Maria Butyrskaya: "Ktoś ma ogród na działce i mamy boisko do piłki nożnej"

Anonim

- Maria, powiedz nam, jak spędzić ostatni miesiąc lata?

- To poszło do Turcji i już zapomniałem, jak to jest odpoczywać. Mamy nawet solidne treningi w naszym letnie. Poza tym pracuję, moje pługi męża. Starszy syn odleciał dzisiaj. Tylko jeden odpoczywa, najmniejszy jeden i dwa. Miał szczęście. (Śmiech.)

- Czy twoje dzieci uczą się w niektórych szkołach specjalnych?

"Córka Sasha poszła do trzeciej klasy, studiując w zwykłej szkole państwowej, niedaleko domu - wybrał geograficznie. Mieliśmy szczęście z nauczycielem, jest mężczyzną takiego dobrego starego gaszenia, dzieci po prostu ją uwielbiają. Senior pójdzie do piątej klasy. Jest hokeistą. Prawdopodobnie ma zdolność do edukacji. Ale jest tak zmęczony szkoleniem ... Ogólnie rzecz biorąc, dzieci nie są honorami, ale spróbuj.

- Jak wiesz, twoja córka robi sukcesy w dużym tenisie. Jak często trenuje?
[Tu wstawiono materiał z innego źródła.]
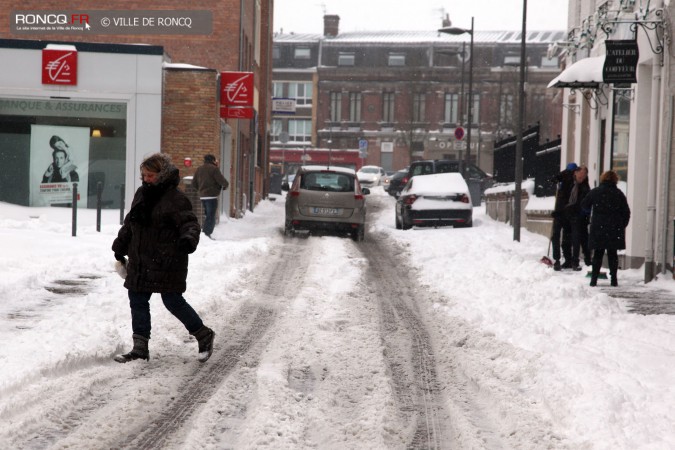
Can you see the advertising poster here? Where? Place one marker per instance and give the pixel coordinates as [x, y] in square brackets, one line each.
[59, 157]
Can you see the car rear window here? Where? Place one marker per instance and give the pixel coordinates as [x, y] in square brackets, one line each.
[447, 167]
[327, 181]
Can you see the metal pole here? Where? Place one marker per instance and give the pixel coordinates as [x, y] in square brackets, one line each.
[519, 142]
[122, 204]
[74, 208]
[99, 194]
[470, 107]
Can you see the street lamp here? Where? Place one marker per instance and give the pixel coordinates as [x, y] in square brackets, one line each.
[519, 141]
[458, 31]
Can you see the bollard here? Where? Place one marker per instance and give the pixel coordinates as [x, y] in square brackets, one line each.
[74, 206]
[99, 194]
[121, 204]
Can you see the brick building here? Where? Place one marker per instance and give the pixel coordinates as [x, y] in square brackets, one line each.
[405, 93]
[236, 37]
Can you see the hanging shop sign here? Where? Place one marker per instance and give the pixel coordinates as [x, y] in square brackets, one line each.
[621, 58]
[227, 112]
[59, 67]
[236, 88]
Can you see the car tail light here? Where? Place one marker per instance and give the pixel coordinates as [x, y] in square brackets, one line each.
[409, 200]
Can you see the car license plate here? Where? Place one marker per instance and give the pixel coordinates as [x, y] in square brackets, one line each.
[326, 211]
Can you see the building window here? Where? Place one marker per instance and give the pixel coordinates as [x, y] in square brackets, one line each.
[419, 107]
[346, 59]
[506, 110]
[277, 127]
[388, 107]
[278, 89]
[450, 108]
[335, 106]
[396, 59]
[300, 130]
[354, 107]
[95, 134]
[302, 53]
[301, 92]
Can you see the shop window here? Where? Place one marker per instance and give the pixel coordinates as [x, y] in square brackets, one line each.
[48, 145]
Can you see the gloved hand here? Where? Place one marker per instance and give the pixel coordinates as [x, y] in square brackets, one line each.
[121, 258]
[185, 245]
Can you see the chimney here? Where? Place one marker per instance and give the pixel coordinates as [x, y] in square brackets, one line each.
[446, 21]
[331, 25]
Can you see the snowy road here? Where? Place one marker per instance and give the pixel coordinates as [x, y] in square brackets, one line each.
[321, 343]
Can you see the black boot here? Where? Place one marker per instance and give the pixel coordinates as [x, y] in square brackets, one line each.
[204, 336]
[140, 350]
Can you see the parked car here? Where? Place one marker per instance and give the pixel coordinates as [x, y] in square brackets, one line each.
[387, 178]
[326, 199]
[397, 182]
[435, 200]
[370, 175]
[472, 173]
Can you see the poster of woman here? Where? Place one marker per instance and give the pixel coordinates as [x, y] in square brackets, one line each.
[59, 157]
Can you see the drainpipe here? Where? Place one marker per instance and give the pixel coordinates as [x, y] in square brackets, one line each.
[665, 181]
[652, 174]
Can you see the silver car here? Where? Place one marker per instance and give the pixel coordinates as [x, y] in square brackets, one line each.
[326, 199]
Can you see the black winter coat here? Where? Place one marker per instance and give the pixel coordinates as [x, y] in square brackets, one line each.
[610, 215]
[565, 181]
[158, 233]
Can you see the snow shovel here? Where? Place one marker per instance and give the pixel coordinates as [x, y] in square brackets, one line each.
[545, 259]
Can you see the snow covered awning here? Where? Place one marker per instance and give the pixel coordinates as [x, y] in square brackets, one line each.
[586, 73]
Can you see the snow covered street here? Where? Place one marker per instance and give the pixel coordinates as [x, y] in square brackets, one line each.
[425, 338]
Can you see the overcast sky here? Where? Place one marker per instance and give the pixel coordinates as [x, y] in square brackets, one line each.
[306, 16]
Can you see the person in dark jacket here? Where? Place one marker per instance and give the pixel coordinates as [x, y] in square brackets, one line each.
[561, 224]
[610, 215]
[158, 233]
[577, 218]
[209, 182]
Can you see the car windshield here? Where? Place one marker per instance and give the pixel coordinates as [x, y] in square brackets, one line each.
[327, 181]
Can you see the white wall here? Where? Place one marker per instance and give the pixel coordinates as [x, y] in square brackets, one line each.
[132, 78]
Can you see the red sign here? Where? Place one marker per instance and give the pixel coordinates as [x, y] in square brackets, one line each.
[236, 113]
[59, 67]
[236, 88]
- Każdego dnia przez dwie godziny. Czasami jest tydzień bez weekendu. Ma tydzień na turnieje. Nie mogę nauczyć tego procesu szkoleniowego - prawdopodobnie przyjdzie do niej trochę później. Ale ona naprawdę lubi turnieje.

- Prawdopodobnie lepiej, lepiej żyć poza miastem?

- Chcieliśmy kupić mieszkanie obok mojej mamy i obok pracy, w Kryllatsky. Znalazłem odpowiednie zakwaterowanie i już zaczęły dokonać zakupu. I podczas gdy wszystko to zostało zrobione, nasza realtor upuściła propozycję domu. Przyjechaliśmy i natychmiast się w nim zakochaliśmy, zdałem sobie sprawę, że nie chcieliśmy mieszkać w mieszkaniu. Więc przeniósł się do kamienicy w osiemset metrów od drogi Moskwy. Prawda, naprawa się nie kończy. Urodził się Gondi - zrobili go pokój. Mieliśmy tylko prysznice, musiałem zrobić łazienkę, odbudować wszystko. A na działce całe pole piłki nożnej, gdzie mąż i syn stale grają w piłkę nożną. Więc ktoś ma ogród, czyjąś sosnę. I mamy proces szkoleniowy na stronie.